SEC Warns Chinese Firms About the Dangers of Auditor Changes


As companies change auditors to avoid U.S. delisting, the agency's acting chief accountant warns of possible investigations and enforcement actions.

A Securities and Exchange Commission official cautioned that Chinese companies and their auditors could be subject to enforcement actions if they violate legal or auditing regulations.

The Holding Foreign Companies Accountable Act of 2020 could result in the removal of more than 200 Chinese companies from U.S. stock exchanges as early as the beginning of 2024. It prohibits trading in companies whose auditors cannot be inspected by the Public Company Accounting Oversight Board, the U.S. audit watchdog under the SEC's supervision, for three consecutive years.

The Securities and Exchange Commission warned Chinese companies on Tuesday not to violate legal and auditing requirements as they switch to U.S.-based auditors in order to comply with a law that threatens to delist them from American stock exchanges.

In order to avoid a potential trading ban, numerous Chinese companies with multinational operations have switched their primary auditors to U.S.-based accounting firms in recent months.
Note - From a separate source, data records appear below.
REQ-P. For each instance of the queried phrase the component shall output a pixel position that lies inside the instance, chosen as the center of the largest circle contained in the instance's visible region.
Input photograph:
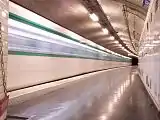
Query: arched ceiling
(124, 19)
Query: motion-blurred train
(42, 52)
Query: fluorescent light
(116, 42)
(105, 30)
(120, 45)
(111, 38)
(94, 17)
(156, 41)
(4, 14)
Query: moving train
(42, 52)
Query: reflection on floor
(113, 95)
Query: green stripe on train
(34, 24)
(49, 55)
(28, 22)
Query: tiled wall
(149, 52)
(3, 54)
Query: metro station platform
(116, 94)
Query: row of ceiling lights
(95, 18)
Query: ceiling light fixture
(94, 17)
(105, 30)
(116, 42)
(156, 42)
(111, 38)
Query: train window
(156, 6)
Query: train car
(149, 59)
(42, 52)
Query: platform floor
(113, 95)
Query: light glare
(105, 30)
(94, 17)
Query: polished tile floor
(113, 95)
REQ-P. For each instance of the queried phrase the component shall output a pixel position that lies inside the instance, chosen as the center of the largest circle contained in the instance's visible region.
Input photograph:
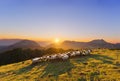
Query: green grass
(102, 65)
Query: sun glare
(57, 40)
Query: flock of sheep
(61, 56)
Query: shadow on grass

Paul Munter, acting chief accountant at the U.S. securities regulator, said on Tuesday that these arrangements raise questions about whether the newly engaged audit firms in the U.S. and elsewhere fulfill their duties as lead auditors.

The PCAOB has recently strengthened the requirements for lead auditors supervising other auditors outside of their own firms. Auditors in charge are now required to obtain written attestations from third parties regarding the quality of their work.

Mr. Munter warned that Chinese companies and accounting firms "may be tempted to engage in an effective violation of other applicable legal and audit requirements," which could result in investigations and enforcement actions from the PCAOB, SEC, or both.

"Any attempt by issuers or accounting firms to engage in such an effective violation and avoid the consequences of the HFCAA in violation of other legal and auditing requirements should be avoided," Mr. Munter stated.

Several U.S.-based accounting firms are able to audit Chinese companies in collaboration with local accounting firms and independent contractors, who conduct the work on the computer systems of the U.S. audit firms. The PCAOB has the authority to examine audit records maintained by U.S. accounting firms.

After a decade-long standoff over the audit of working papers of New York-listed Chinese companies, the U.S. and Chinese governments reached an agreement last month for the PCAOB to inspect China-based audit firms. The agreement permits PCAOB inspectors to travel to Hong Kong and mainland China for inspection purposes.

Accounting firms that issue an annual report on a company's financial statements typically assemble a team of several external auditors, who are typically independent accountants or accounting firms. Under U.S. standards, audit firms are permitted to use the work of another auditor as long as the requirements for serving as the lead auditor can be met and the lead auditor is able to carry out its responsibilities regarding supervision and documentation.

Mr. Munter stated that if the lead auditor fails to comply with any of the PCAOB's inspection or investigative requirements, as well as other requirements, the firm's personnel and the company being audited could be held liable.